Wednesday, June 11, 2014 - 13:43

DENTON (UNT), Texas -- In today's global marketplace, business graduates may have to work with co-workers scattered across the world -- and they may never meet face to face.

So how do you learn how to work on a team with one person in Austria, another in Finland and yet another in China when you're in Texas?

Dr. Ted Farris, professor of logistics in the University of North Texas College of Business, developed a program that earned the Bobby G. Bizzell Innovative Achievement Award from the Southwestern Business Deans' Association for an innovative way of helping students learn in displaced work groups -- or teams with members spread across different locations.

The award, sponsored by Bloomberg Businessweek, was presented at the association's Annual Meeting this week in Santa Fe, New Mexico, and the UNT program received a cash prize of $1,500.

"I am honored to be recognized for this leading-edge pedagogical innovation," Farris said. "It goes hand-in-hand with our top five global ranking for research in logistics. We have extended the classroom internationally and are better preparing our graduates to excel in their careers."

The innovative classroom program is called "Globally Displaced Workgroups: Creating a Real-World Experience in the Classroom." Farris created the pilot program in Fall 2011 with 167 students from two U.S. and two European universities. Since then, the program has been offered to 1,566 students at 20 universities across the world. In Fall 2014, up to 13 universities in the U.S. and 11 universities from Austria, China, Columbia, France, Italy, Malaysia, Morocco, Peru and the United Kingdom are expected to participate.

Each team consists of students from four universities who work together to solve a case study during a two-week period. While working on their projects, these students deal with the real-world challenges of varying time zones, language obstacles, cultural differences and technology connection issues.

"Farris' emphasis on developing critical thinking skills has been well received by our industry customers who seek students (who) are well prepared to integrate their specialized functional knowledge immediately into the work place," Jeffrey Sager, chair of the Department of Marketing and Logistics at UNT, wrote in his nomination of Farris. "Such skills have escalated in import as technology and globally scaled enterprise demand abilities to work closely with supply chain trading partners on a worldwide scale."

Farris also earned the UNT College of Business Outstanding Teaching Innovation Award this year.

The UNT logistics program was ranked in the top five internationally for research productivity by the International Journal of Physical Distribution and Logistics Management in 2012.

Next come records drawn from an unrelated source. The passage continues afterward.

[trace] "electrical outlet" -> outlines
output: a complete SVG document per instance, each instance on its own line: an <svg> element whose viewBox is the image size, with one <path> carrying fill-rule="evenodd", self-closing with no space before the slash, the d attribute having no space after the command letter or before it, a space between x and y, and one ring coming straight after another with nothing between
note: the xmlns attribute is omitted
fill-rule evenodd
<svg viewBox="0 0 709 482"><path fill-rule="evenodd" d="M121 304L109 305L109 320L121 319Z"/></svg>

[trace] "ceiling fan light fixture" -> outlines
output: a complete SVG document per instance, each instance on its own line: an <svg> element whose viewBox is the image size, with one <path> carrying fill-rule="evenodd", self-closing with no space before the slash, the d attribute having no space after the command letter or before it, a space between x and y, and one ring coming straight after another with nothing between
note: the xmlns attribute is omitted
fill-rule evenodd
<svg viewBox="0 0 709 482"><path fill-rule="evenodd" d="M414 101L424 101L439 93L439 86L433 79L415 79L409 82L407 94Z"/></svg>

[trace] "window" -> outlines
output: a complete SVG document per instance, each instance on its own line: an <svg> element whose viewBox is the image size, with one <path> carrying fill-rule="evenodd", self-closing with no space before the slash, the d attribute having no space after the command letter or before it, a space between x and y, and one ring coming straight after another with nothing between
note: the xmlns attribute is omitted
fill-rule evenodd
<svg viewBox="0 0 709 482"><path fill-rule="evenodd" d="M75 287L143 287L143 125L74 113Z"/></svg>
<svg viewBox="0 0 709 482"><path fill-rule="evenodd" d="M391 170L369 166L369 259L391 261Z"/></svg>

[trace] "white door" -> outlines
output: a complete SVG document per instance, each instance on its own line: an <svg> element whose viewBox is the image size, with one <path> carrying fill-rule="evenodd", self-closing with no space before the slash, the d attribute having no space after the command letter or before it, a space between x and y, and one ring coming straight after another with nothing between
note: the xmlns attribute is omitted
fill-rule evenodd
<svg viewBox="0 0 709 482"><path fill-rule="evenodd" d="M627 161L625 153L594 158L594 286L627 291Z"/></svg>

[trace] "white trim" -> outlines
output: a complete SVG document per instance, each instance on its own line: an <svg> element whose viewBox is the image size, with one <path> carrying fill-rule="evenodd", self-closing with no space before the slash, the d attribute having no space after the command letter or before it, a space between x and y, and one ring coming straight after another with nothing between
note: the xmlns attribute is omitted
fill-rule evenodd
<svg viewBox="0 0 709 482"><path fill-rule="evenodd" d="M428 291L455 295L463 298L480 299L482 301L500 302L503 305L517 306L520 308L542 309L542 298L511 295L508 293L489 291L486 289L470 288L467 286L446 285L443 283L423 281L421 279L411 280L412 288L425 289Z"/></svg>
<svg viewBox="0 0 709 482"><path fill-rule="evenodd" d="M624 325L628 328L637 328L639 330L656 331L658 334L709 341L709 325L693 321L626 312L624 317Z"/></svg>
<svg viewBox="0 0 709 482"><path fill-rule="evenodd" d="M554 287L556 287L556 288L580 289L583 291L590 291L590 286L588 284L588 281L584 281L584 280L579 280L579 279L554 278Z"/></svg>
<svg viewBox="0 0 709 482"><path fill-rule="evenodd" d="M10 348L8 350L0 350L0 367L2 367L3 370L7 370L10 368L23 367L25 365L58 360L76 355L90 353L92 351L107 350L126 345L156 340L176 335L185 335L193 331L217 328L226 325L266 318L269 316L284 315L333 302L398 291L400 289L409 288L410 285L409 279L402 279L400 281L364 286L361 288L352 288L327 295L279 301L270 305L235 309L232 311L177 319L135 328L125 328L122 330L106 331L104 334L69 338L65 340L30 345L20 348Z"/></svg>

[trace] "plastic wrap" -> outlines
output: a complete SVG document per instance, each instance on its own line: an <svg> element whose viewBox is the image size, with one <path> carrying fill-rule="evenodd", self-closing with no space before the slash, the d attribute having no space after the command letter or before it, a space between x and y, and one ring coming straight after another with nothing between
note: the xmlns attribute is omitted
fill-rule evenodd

About UNT's College of Business

With more than 5,500 students, UNT's College of Business is one of the largest business schools in the nation and has been continuously accredited by the Association to Advance Collegiate Schools of Business (AACSB) International since 1961. With 103 full-time faculty members, the college offers 16 undergraduate degrees, 22 master's degrees, seven doctoral programs and 17 certificate programs. Three centers and institutes in the College of Business create synergy among scholarship, research and teaching. Classes take place in the new 180,000-square-foot Business Leadership Building, which opened in 2011. Students enhance their learning experience through student organizations, study abroad programs, internships and the Professional Leadership Program to develop the skills and knowledge they need to succeed in today's technological and global business environment.